What do you account for the difference in your children, if you were to hazard a guess? I'm just curious since I would assume you offered a similar upbringing to them all.
Yeah, I know a number of people like that too. Shame isn't it?
You sound almost as angry as I am! Nothin' like a good dose of productive rage.
LOL--just giving that little gift back to the poster I was responding too;-) I'm not angry--baby is asleep, my son has been home from preschool for alittle while and we are about to leave to pick up my first grader--I'm home with them all--life is good:-)
I've got a new complaint...
Add me to your PING list, please?
*sigh* I remember those days! I was just starting to get the hang of the whole "mama" gig.
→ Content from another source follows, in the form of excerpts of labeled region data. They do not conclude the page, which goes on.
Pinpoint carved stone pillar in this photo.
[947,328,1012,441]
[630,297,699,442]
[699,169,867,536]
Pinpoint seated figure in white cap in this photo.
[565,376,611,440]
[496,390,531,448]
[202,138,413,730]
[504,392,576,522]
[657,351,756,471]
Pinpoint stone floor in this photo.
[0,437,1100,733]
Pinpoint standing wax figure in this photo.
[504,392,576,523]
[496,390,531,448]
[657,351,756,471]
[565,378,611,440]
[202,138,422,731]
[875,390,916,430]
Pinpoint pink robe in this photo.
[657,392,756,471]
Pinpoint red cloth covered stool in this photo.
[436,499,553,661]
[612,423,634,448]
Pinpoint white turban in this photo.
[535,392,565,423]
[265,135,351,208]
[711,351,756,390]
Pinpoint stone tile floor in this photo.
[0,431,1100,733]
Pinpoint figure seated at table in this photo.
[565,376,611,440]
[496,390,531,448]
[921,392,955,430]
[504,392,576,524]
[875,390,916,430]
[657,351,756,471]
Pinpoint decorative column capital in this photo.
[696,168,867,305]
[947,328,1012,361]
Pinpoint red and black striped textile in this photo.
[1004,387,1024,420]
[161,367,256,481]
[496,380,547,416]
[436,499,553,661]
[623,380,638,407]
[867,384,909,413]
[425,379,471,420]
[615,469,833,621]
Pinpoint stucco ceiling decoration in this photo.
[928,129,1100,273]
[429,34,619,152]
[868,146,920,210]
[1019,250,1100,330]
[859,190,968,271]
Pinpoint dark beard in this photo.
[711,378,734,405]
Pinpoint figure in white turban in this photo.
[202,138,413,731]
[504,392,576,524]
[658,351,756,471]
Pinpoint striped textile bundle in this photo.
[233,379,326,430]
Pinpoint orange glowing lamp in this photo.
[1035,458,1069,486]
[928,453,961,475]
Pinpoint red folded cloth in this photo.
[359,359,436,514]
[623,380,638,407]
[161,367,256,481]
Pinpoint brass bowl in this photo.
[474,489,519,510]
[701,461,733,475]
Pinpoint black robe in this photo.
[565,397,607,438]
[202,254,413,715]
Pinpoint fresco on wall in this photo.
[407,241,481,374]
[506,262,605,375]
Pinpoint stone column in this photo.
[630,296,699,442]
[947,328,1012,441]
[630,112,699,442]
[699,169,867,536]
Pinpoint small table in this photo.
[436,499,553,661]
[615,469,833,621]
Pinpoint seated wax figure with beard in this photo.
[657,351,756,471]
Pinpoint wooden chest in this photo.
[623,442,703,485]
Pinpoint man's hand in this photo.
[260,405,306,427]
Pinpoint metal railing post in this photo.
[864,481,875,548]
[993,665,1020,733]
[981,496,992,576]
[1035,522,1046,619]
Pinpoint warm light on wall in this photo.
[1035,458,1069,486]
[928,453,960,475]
My son was still cute and wasn't starting his snake cage on fire with the heat lamp yet. (I just put that one out about an hour ago. lol!) My daughter didn't have boobs or an hour-glass figure.
This is a good time, too. No more car seats or strollers. Heck, they can run me into the ground. No more spoon-feedings. They're old enough to cook their own dinner and young enough to still want to. They're still cute and say the darndest things. Only now their humor's more sophisticated. They still love hugs and cuddling on the couch. Yes, life is good.
I'm sure that plays a part in many cases, but I am far more conservative than my late grandmother (born in 1909!) so one hasta be careful with those generalizations.
And I have nearly the opposite experience. Most older people tend to have a more tolerant attitude toward children than the 30somethings.
Heck I have a 6yo and have no tolerance for noisy obnoxious kids in stores including my own......there is nothing cute about an obnoxious child, ever.
It is very much a shame........the children suffer so terribly IMO.
I know a gal in her 20s, she has a 4yo and a 5yo who spend their weekends with their fatherS. 2 different fathers.
It's very difficult explaining that to my daughter who is used to mommy and daddy together.
"Baby Boomers are a very strange anomaly. They are the Worst Generation (apologies to the many fine people who don't fit the stereotype)."
They tend to be a pain, I agree. But, it's pretty simple, really. The anomaly has its origin in a simple fact: they were the first generation to practice in grade school, middle school, and high school scurrying under their desks kissing their rear ends good bye b/c of a white hot fire ball that the depression era folks kindly invented. Their parents never had to practice that when they went to school during the last 'innocent' age.
(Don't get me wrong; a very, very large number of Japanese and Americans would have gotten killed but for the reality of the bomb - C. LeMay was burning down the whole country quite nicely ... but it was still looking like a million US soldiers would be required as an invasion force.)
Indeed, the boomers showed us xers that despite the bomb, self centeredness is simply a gross feature of character and hurts kids. I spend a good bit more time w/ mine, than my boomer parents did w/ me. But, I had the benefit of seeing how the boomers practiced dealing w/ the bomb in their psyches. I suspect, strongly, that if I had been a young person faced w/ daily nuclear holocaust propaganda .... and I had been in the first gen to experience .... well, I think I would have done a lot of drugs and been cursed w/ a lot more self centeredness than I struggle with....
I decided to ignore that one - I was too irate when I read it to post something that probably would not have survived the mods!!!!
We're each of us shaped by the situation around us, thats for sure.
But I see generational differences not so much as a result of those forces than as a factor of whats inside us. Some of the most liberal people I've ever known were members of the "Greatest Generation" while me, a boomer, is just to the left of Ghengis Khan. Heck, the Greatest Generation gave us the welfare state. You simply cannot generalize.